She had lived a full, happy, hedonistic life as a modern girl on a
modern college campus. In Cedar Rapids all the usual versions of
sin can be found: smoking marijuana in a dorm room, envying her
friends' beauty or money, letting herself be taken to burlesque clubs
on the Coralville strip, drinking singapore slings and sniffing lines
of cocaine in a condominium swimming pool complex with a lonely older
man, a man too old for such folly, a man who feels he has nothing at
stake in his life; and among her girlfriends the pleasures of the dark
heart like malicious gossip or frankly revealing clothes or, for a
while, systematically hurting the feelings of a rich handsome selfish
Chicago boy. Everything. The whole world is right there in
Iowa, the same satisfactions of vanity. And of course, as
everywhere, the several possible sexual contortions. She'd been,
during a time of early discovery, the sensualist that commercial
culture urges girls to be -- or at least she'd tried her best to be --
though she couldn't help feeling secretly that, honestly, for women sex
wasn't the great mind-emptying solution it seemed to be for men.

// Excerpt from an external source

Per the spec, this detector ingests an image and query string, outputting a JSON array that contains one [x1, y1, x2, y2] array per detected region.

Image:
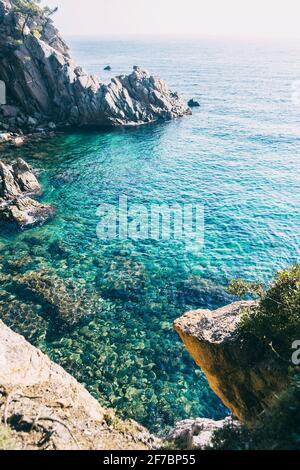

In taking the Chastity vow, she’d felt the most difficult trial
would be, not to deprive herself of pleasure, but to deprive herself of
children. She had come from a good family. She had had a
warm, confiding relationship with her father, cut off by his too-early
immortality. Also, she loved men, men in general, she loved being
around maleness, which a number of nuns did not: a surprising number of
nuns had had terrible early experiences. Perhaps her own men
tended to be outside the norm, a bit thoughtful or impractical, or sad,
or sensitive, rather than the louder simpler, more aggressive type of
male norm, whose nature seems imbued with a mysterious essential wrath,
and whom she found herself steering clear of. They were
fine. They were for other women
Copyright (c) 2007 Louis B. Jones. All rights reserved.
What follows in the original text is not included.